M. Dutal, entraîné à l’obéissance, voulait cependant agir en galant homme.

— Si ces messieurs voulaient bien prendre la peine de s’asseoir, je me glisse dans des pantoufles et je suis à eux.

— C’est ça, — fit Échalote, — mettez vos godasses et amenez votre viande.

La conversation, grâce à l’intervention de M. Dutal, fut courtoise. Ce dernier, en regard des revendications des deux députés, exposa son bon droit : il aimait Échalote, il était aimé d’elle. Aucune loi sociale ne contraignait une femme de vingt ans à unir son existence à celle d’un homme mûr. M. Plusch, d’après ce qu’il en avait entendu dire, n’était pas un idiot ; lui-même, mis au courant de la situation, engagerait Échalote à ne pas refuser une offre de tranquillité durable.

— Car enfin, — objecta-t-il, — les hommes qui épousent ne se rencontrent pas sous les sabots des chevaux, et j’aurai une fortune suffisante pour garantir l’avenir de ma compagne. Je me permets donc, messieurs, de compter un peu sur vous pour plaider notre cause. Vous avez assez vécu, je pense, pour respecter le véritable amour et pour ne pas le confondre avec la bassesse et l’égoïsme du caprice.

Puis, s’adressant à Échalote :

— Si tu nous offrais quelque chose ; ces messieurs accepteront bien de se rafraîchir.

En vidant une bouteille de malaga on tomba tout à fait d’accord. Ces Embêtés du Dimanche étaient deux vieux renards qui comprenaient la vie. Émoustillés par le vin et la jobardise de M. Dutal, chacun à son tour parla de ses petites histoires. Le docteur Benoît, désargenté, se donnait des illusions flatteuses. Mis comme un prince, la boutonnière fleurie et le Clay aux lèvres il passait ses après-midi vautré dans un des fauteuils de la terrasse du Grand-Hôtel. Son allure distinguée ne passait pas inaperçue. D’un salut, d’un mot, d’une attention délicate il captivait la sympathie des étrangères. On se parlait. Polyglotte, il était à la hauteur de toutes les circonstances galantes. Après des échanges d’appréciations sur les différents continents il se retirait précipitamment sous le prétexte de perdre la notion d’un temps promis à son notaire. En réalité il tenait à ne pas atteindre l’heure de la tasse de thé ou du porto. Sans difficulté il obtenait un rendez-vous pour le lendemain et, en suivant sa combinaison, il parvenait de temps en temps à savourer les plaisirs d’un gentleman affairé qu’on ne rencontre ni pour aller au théâtre ni pour dîner.
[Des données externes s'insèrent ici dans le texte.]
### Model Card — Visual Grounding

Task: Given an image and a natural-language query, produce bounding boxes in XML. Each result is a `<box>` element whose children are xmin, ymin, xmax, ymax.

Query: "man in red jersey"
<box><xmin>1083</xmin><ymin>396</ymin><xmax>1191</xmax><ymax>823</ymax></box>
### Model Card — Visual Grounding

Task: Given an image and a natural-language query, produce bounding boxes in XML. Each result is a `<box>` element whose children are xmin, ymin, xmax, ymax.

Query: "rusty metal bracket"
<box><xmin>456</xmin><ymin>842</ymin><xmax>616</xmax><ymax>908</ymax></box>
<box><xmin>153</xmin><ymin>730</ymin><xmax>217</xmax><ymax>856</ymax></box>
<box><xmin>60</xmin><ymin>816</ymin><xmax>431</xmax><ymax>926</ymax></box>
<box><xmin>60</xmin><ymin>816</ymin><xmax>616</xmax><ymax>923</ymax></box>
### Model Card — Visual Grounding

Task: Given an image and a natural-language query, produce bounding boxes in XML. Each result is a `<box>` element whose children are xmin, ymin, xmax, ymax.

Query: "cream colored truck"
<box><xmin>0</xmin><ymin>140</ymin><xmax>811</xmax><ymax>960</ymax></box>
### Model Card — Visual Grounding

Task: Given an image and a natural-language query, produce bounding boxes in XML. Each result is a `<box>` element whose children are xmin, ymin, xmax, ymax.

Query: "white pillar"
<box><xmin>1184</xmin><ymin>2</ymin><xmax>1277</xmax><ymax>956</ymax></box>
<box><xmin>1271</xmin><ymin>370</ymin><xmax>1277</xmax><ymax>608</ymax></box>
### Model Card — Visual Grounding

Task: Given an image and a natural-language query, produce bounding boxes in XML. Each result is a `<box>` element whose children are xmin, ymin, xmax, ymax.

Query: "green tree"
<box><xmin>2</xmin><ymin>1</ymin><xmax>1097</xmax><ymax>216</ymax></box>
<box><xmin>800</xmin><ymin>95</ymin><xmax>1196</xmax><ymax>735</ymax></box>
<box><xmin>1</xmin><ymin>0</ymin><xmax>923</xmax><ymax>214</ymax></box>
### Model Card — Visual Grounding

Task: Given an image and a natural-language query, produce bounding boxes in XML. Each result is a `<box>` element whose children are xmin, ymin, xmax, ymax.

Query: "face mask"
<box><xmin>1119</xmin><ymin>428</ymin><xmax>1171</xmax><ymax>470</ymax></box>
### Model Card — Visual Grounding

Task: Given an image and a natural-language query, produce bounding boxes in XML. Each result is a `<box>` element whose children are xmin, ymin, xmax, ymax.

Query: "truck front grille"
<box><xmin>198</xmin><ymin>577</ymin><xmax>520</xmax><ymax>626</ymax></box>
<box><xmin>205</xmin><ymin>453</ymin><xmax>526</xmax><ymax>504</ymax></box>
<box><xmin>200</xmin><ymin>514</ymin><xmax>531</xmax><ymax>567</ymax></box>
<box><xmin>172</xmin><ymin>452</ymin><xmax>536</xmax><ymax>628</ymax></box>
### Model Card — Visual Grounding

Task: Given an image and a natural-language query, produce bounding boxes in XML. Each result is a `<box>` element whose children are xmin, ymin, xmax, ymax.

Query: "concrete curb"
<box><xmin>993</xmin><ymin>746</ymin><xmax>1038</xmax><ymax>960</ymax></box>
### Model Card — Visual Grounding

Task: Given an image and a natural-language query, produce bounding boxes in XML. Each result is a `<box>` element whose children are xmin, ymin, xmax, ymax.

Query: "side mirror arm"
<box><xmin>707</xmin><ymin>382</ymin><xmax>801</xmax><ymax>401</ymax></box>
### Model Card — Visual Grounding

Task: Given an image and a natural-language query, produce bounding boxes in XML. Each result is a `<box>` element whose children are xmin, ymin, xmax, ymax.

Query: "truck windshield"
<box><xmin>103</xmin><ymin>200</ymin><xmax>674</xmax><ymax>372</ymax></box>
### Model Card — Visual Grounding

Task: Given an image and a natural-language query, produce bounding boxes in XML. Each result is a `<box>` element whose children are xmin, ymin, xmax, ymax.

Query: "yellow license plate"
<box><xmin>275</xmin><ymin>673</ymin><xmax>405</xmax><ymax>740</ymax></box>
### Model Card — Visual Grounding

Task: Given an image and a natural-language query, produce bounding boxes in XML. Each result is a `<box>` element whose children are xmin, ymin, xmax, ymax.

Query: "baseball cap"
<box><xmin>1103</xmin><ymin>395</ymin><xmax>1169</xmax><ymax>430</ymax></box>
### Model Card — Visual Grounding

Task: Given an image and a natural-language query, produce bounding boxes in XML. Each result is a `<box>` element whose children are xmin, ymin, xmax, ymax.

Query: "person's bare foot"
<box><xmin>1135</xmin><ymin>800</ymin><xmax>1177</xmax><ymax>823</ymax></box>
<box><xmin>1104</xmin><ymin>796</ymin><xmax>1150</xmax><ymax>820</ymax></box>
L’Homme au Supplice Indien, plus riche, n’en était pas à ces machinations. Il venait d’emménager dans une maison modeste mais peuplée de femmes qui ne l’étaient guère. Transformant une des pièces de son appartement en salle d’hydrothérapie du plus confortable modernisme, il avait fait distribuer à ses voisines un billet ainsi conçu : « Le locataire du second, possesseur d’une baignoire et des divers ustensiles qui s’y rattachent, met son eau chaude à la disposition des personnes délicates et soignées. Nota : Pour éviter la cohue, prière de se faire inscrire chez la concierge. » Depuis cette innovation
ni lui ni les cygnes nickelés alimentant sa baignoire ne savaient où donner de la tête. Fixées sur ce qui les attendait, les dames de l’immeuble n’hésitaient pas. En peignoir et en espadrilles elles trottinaient à tour de rôle dans l’escalier et s’engouffraient chez M. Pochade. Tout ce que cet ingénieux humanitaire eût pu reprocher à son système c’était de lui fatiguer les bras et d’accentuer son ataxie. Car il se proposait pour les massages, pour les frictions au gant de crin et pour bien d’autres choses encore.

M. Dutal écoutait cette conversation avec un certain malaise. Amoureux sincère, il avait de la pudeur pour l’objet chéri et respectait la chasteté de ses oreilles. D’après ce qu’il en pouvait déduire, Échalote avait dû, avec M. Plusch et ses amis, être mise à une rude école. Il n’était que temps d’enrayer et d’épargner à l’ingénue une promiscuité dont leur félicité conjugale n’aurait nul besoin.

L’heure du déjeuner approchait. Timidement M. Dutal la rappela aux deux délégués. Ceux-ci comprirent l’allusion et comme, après tout, ils n’avaient que faire dans cet antre du ridicule de leur camarade, ils serrèrent des mains au hasard et retournèrent chez eux.